My rating: 1 of 5 stars
The third book in this critically acclaimed trilogy, which Booklist described as "shimmering with magic, myth, and romance"
Dana has few memories of her mother, who disappeared when she was small. But she has always dreamed, despite her father's discouragement, that her mother would come back one day. When her dad decides to leave Ireland and take a job across the ocean in Canada, Dana is heartbroken. How can she leave her home and the only chance of seeing her mother again? She runs away, high into the fairy mountains of Ireland. Following ancient paths, with a mysterious wolf companion at her side, Dana encounters a world of tragic enchantment and fairy romance, and discovers a great secret about herself.

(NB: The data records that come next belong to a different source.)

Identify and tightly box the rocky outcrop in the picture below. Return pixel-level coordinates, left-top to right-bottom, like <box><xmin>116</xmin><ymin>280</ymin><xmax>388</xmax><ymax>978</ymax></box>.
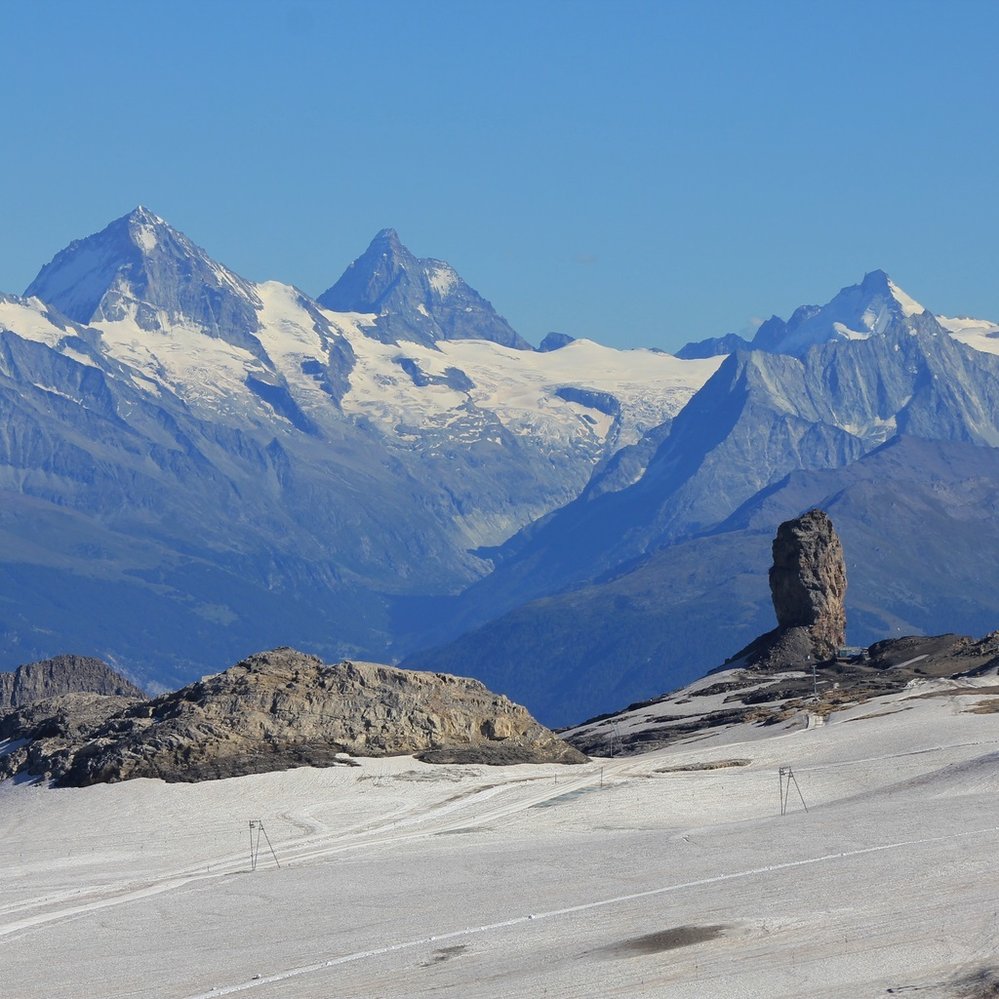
<box><xmin>0</xmin><ymin>655</ymin><xmax>145</xmax><ymax>711</ymax></box>
<box><xmin>727</xmin><ymin>509</ymin><xmax>847</xmax><ymax>671</ymax></box>
<box><xmin>768</xmin><ymin>509</ymin><xmax>847</xmax><ymax>656</ymax></box>
<box><xmin>675</xmin><ymin>331</ymin><xmax>751</xmax><ymax>359</ymax></box>
<box><xmin>564</xmin><ymin>622</ymin><xmax>999</xmax><ymax>758</ymax></box>
<box><xmin>537</xmin><ymin>332</ymin><xmax>575</xmax><ymax>352</ymax></box>
<box><xmin>0</xmin><ymin>693</ymin><xmax>140</xmax><ymax>782</ymax></box>
<box><xmin>1</xmin><ymin>648</ymin><xmax>586</xmax><ymax>786</ymax></box>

With lush descriptions and rich Celtic lore, plus cameo appearances by characters from the previous books, this latest chronicle will satisfy fans of the series and entice new readers
I didn't really enjoy this book. The main reason is the author's writing style and motivations. Her writing style felt really drawn out because of all the lists. Why is it necessary to list every single item of food at a banquet? These lists are frequent and just go on and on.
What do I mean by motivations? It seemed heavily steeped in "hippiness," meaning "we must save the earth" is a prevalent theme. That would be ok but it was just so frequent that it seemed like it was being rammed down my throat. With the threat of forests being cut down and constant preachiness it seemed more like "Ferngully" than an awesome piece of literature. I also thought it was really strange that the main character, a 12-year-old, was a vegetarian.